The son of the Reverend B.T. McDaniels, Eugene Booker McDaniels was born February 12, 1935, in Kansas City and grew up in Omaha. According to Joel Whitburn's Record Research, he sang in church choirs and attended the Omaha Conservatory Of Music. According to writer Norm N. Nite, he  joined a professional gospel group at the age of 13, played saxophone in his high school band and would eventually form his own vocal quartet. McDaniels had at least one minor single release in 1960 with "In Times Like These" before hitting the jackpot with a song about God building the world.

The late Luther Dixon co-wrote "A  Hundred Pounds Of Clay" along with Bob Elgin and Eddie Snyder. Dixon's songwriting credits include "Big Boss Man" and  "Doncha Think It's Time" for Elvis Presley, "Just Born (To Be Your Baby)" for Perry Como and many of the Shirelles' hits like "Boys" and "Soldier Boy."  "A Hundred Pounds Of Clay" reached #3 in the spring of 1961 and was ranked #15 for the year by Cash Box magazine.
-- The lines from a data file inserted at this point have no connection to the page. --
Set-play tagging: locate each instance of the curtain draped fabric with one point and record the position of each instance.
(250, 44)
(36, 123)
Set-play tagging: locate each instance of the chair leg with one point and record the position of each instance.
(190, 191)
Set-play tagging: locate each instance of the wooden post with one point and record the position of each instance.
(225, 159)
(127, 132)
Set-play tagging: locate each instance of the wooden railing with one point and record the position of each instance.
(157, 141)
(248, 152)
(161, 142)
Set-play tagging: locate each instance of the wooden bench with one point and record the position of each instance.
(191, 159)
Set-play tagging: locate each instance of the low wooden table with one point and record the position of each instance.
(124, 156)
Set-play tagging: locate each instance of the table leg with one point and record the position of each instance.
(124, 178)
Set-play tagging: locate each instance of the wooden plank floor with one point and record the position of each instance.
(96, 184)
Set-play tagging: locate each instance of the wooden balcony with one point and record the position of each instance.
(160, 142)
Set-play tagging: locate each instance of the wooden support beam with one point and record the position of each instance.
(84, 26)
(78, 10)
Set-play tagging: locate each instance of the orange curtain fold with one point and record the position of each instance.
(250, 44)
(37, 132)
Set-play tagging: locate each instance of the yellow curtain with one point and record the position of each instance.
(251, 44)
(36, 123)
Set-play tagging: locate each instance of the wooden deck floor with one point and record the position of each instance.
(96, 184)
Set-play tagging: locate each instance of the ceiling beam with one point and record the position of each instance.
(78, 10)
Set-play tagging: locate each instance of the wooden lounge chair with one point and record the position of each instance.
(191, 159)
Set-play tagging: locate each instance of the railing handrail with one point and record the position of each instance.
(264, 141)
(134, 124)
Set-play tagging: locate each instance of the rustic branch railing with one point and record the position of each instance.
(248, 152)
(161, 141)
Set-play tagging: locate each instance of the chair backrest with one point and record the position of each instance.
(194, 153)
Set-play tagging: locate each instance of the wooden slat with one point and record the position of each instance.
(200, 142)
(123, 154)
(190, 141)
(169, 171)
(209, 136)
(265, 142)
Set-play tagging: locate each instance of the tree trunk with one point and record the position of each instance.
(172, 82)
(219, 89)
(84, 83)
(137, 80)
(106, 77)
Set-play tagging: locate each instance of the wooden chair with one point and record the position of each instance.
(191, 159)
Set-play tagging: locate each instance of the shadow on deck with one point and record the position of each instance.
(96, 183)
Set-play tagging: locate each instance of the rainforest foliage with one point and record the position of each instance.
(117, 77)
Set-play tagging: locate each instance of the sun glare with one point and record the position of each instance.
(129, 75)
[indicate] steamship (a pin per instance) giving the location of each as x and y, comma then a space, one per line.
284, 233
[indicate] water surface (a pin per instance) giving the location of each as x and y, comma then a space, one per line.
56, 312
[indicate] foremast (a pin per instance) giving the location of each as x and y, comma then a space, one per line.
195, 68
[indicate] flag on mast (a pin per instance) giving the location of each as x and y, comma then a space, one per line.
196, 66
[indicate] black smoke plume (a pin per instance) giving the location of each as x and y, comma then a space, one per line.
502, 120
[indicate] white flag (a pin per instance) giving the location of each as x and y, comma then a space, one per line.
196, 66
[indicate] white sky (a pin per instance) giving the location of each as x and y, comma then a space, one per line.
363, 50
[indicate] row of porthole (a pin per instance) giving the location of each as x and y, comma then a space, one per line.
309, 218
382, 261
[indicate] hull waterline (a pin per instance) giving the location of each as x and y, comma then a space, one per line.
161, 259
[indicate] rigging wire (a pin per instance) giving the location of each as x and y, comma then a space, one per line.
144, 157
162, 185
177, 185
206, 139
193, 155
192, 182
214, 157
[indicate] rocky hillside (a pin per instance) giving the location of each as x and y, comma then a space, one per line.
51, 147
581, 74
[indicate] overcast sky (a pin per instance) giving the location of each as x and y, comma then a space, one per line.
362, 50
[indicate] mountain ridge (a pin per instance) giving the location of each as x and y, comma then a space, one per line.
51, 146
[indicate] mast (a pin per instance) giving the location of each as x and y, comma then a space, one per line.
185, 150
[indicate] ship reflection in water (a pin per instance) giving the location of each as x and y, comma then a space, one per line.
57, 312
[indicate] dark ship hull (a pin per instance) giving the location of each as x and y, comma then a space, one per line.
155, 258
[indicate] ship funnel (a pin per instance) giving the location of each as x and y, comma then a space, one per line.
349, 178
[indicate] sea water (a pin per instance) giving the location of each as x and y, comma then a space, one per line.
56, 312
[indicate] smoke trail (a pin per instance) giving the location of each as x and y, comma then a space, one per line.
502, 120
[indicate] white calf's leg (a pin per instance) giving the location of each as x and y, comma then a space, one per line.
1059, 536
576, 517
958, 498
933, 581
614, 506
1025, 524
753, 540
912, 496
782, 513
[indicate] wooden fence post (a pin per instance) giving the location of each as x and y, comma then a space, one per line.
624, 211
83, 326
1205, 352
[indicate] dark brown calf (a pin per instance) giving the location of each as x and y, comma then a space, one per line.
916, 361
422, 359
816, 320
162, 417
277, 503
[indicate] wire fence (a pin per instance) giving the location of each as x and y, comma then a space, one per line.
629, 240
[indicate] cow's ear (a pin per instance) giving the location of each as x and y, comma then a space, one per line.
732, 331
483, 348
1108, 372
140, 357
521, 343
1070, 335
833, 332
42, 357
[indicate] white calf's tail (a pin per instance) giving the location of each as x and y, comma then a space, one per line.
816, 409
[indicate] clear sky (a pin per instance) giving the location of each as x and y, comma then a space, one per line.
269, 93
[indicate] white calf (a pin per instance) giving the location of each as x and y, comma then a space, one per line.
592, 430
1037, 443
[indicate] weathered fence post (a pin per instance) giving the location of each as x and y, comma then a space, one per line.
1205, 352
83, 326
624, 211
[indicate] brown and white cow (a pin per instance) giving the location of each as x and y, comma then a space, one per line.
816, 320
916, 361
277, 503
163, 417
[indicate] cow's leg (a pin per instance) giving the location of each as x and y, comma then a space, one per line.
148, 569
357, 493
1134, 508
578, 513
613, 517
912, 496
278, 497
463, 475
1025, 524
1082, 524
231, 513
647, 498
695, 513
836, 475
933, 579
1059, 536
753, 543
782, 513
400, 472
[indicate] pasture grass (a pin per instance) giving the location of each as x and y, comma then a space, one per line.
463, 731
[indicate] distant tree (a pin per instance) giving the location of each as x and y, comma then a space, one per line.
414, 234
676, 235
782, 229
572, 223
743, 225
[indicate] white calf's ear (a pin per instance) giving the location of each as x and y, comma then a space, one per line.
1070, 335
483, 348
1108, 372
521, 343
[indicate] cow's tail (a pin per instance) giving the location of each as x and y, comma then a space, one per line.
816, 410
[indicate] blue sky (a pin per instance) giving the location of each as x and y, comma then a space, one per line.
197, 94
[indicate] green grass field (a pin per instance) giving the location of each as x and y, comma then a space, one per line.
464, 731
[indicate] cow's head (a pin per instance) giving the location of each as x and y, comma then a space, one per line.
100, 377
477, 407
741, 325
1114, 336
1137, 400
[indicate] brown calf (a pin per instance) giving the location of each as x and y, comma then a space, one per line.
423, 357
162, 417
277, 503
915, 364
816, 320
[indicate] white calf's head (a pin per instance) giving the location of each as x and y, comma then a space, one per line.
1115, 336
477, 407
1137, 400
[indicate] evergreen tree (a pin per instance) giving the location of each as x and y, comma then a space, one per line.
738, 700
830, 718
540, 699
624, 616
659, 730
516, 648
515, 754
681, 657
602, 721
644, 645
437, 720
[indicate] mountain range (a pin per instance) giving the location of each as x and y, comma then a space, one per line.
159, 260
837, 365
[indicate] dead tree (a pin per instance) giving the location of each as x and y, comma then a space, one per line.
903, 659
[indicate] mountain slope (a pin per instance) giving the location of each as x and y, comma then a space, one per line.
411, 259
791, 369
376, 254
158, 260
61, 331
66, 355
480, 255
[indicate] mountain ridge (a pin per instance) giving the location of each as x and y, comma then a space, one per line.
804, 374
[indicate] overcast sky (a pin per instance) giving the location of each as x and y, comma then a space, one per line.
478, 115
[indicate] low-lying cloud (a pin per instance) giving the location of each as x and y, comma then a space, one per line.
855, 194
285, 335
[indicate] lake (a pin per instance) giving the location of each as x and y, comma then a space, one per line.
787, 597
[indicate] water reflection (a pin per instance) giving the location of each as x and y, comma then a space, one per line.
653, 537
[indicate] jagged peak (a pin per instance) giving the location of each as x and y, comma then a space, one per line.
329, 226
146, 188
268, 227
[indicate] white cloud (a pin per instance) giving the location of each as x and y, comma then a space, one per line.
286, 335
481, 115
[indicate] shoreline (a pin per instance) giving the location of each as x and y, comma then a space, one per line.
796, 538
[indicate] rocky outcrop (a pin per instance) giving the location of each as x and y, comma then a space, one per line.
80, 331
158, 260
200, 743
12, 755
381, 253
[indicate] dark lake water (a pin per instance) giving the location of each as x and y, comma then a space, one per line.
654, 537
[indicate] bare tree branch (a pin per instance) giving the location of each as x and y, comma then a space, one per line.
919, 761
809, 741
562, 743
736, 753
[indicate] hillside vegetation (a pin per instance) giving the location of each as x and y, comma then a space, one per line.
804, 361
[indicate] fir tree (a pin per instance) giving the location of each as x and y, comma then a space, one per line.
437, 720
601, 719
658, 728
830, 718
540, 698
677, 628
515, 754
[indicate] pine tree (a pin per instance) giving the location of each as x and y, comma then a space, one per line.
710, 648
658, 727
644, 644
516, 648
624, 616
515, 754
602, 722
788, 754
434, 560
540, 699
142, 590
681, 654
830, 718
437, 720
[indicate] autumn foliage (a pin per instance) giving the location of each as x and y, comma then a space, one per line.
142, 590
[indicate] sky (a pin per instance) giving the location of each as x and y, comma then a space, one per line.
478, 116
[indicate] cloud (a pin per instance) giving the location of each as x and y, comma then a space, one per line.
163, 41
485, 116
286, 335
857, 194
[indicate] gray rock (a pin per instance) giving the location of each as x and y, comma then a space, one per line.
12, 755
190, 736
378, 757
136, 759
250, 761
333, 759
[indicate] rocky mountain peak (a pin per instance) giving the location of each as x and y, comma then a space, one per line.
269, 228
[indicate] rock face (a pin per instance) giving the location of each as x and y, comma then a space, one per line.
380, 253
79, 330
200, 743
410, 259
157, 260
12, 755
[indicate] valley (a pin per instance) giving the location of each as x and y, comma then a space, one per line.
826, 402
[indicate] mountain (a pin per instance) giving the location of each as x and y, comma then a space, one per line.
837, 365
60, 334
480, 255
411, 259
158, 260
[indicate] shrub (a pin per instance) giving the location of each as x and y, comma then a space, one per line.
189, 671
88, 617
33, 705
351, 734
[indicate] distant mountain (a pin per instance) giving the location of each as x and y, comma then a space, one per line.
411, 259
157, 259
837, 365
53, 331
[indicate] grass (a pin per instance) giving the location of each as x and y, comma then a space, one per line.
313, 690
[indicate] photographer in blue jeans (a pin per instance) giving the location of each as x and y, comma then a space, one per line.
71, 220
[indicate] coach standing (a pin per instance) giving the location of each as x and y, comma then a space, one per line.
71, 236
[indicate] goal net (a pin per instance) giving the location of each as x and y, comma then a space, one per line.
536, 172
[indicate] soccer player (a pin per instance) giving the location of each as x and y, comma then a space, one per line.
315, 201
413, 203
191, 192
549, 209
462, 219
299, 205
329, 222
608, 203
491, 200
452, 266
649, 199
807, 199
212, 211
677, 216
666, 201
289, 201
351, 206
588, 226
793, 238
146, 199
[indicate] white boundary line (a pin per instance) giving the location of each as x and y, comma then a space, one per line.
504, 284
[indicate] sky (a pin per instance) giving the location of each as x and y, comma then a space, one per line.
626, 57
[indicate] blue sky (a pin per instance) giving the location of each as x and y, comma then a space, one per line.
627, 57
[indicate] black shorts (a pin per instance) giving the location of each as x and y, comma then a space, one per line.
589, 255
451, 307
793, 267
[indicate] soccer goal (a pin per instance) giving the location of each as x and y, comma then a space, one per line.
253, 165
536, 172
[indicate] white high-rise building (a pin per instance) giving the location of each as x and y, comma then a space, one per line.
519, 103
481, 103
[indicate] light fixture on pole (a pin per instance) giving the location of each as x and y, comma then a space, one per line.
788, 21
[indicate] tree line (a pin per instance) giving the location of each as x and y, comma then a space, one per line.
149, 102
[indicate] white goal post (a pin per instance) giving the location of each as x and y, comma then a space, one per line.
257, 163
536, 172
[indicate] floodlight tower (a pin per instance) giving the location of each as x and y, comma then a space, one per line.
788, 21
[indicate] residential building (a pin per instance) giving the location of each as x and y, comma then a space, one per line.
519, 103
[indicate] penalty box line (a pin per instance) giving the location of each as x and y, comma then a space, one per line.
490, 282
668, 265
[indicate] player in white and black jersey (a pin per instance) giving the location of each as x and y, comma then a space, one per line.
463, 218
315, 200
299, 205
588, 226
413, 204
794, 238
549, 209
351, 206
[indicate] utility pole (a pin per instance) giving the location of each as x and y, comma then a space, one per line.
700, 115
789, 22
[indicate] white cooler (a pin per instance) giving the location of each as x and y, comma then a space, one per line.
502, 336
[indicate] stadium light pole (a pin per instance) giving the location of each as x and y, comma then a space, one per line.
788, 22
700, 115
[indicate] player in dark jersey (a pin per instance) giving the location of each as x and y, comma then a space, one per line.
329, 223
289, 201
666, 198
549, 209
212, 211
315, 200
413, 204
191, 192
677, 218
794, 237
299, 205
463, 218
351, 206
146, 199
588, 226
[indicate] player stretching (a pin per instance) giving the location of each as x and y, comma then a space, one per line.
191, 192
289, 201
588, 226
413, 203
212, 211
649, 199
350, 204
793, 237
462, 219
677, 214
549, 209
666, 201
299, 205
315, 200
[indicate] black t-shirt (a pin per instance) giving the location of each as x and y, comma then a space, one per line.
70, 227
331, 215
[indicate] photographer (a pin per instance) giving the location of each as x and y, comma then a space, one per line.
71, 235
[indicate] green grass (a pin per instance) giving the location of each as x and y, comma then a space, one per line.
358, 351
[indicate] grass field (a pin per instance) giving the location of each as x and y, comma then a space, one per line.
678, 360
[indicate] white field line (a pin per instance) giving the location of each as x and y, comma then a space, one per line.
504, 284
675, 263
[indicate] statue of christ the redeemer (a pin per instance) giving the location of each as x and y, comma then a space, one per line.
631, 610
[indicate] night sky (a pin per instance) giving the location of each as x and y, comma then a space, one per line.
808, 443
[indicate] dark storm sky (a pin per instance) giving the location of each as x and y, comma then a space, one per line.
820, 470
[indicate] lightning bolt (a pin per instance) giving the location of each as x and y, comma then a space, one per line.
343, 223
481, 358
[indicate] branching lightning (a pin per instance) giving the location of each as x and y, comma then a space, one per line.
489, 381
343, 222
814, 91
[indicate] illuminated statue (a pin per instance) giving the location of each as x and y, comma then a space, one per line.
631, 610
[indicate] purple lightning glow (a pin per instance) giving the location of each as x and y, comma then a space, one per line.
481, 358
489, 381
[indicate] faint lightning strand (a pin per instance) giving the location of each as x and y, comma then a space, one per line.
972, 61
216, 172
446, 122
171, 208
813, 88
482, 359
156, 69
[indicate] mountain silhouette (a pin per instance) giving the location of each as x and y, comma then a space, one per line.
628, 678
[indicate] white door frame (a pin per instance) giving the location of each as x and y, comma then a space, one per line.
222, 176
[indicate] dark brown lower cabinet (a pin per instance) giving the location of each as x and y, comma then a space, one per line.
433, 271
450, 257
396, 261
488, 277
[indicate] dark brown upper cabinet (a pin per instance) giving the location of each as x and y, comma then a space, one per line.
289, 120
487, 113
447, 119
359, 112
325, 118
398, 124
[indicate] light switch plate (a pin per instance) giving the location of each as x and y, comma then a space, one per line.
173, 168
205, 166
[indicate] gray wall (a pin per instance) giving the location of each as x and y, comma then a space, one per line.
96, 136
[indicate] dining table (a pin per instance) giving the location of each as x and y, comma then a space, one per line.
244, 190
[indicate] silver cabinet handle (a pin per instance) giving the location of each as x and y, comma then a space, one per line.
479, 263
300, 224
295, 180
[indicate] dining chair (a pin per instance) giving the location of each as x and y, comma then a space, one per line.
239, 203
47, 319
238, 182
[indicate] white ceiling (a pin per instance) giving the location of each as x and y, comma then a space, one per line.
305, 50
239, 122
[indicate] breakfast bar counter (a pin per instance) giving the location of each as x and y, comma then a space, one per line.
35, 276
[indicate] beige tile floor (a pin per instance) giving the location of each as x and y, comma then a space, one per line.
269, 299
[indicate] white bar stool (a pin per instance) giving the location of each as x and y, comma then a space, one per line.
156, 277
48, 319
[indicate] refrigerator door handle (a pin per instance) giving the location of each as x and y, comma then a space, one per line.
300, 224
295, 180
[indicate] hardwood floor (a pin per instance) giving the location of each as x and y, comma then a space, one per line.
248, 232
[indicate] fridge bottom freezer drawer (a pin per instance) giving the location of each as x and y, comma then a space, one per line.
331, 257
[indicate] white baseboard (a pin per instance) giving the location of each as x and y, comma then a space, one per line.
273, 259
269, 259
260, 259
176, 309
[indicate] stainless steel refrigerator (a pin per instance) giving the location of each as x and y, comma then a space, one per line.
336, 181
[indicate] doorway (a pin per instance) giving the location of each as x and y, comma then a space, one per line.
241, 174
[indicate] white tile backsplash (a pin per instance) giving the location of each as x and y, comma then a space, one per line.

After his followup release, "A Tear", reached #24, McDaniels had his only other Cash Box top 10 with the #9 "Tower Of Strength" in the fall of '61. McDaniels had three more top 40 hits in 1962 with "Chip Chip" (#16), "Point Of No Return" (#32) and "Spanish Lace" (#38).

Although the solo hits stopped for McDaniels on the Liberty label after 1963, he was always into various music projects right up until the time of his passing. He produced for at least seven labels, including Capitol, Motown and A&M. He wrote "Compared To  What" in 1968 and it became a minor #96 hit in early 1970 for Les McCann and Eddie Harris. The song made it onto the soundtracks of eight movies, including "Ice Storm" and "Casino."  McDaniels himself appeared in at least three movies: "It's Trad, Dad!" (released in 1962 in the USA as "Ring-A-Ding Rhythm"), "The Young Swingers' (1963) and "Uptown Saturday Night" (1974). He recorded at least two albums in the 1970's, another in the 1980's and still another as recently as 2009.

Roberta Flack recorded the most Gene McDaniels-penned songs, including "Feel Like Makin' Love," which was nominated for three Grammy Awards. At the time of his death, McDaniels was working with Mandy Bennett, an upcoming singer-songwriter.

In eulogizing McDaniels on her website, Ruckert wrote, "Whenever Gene came to New York, the joint was jumping. My house was filled with the folks who loved him and there was a lot of laughter."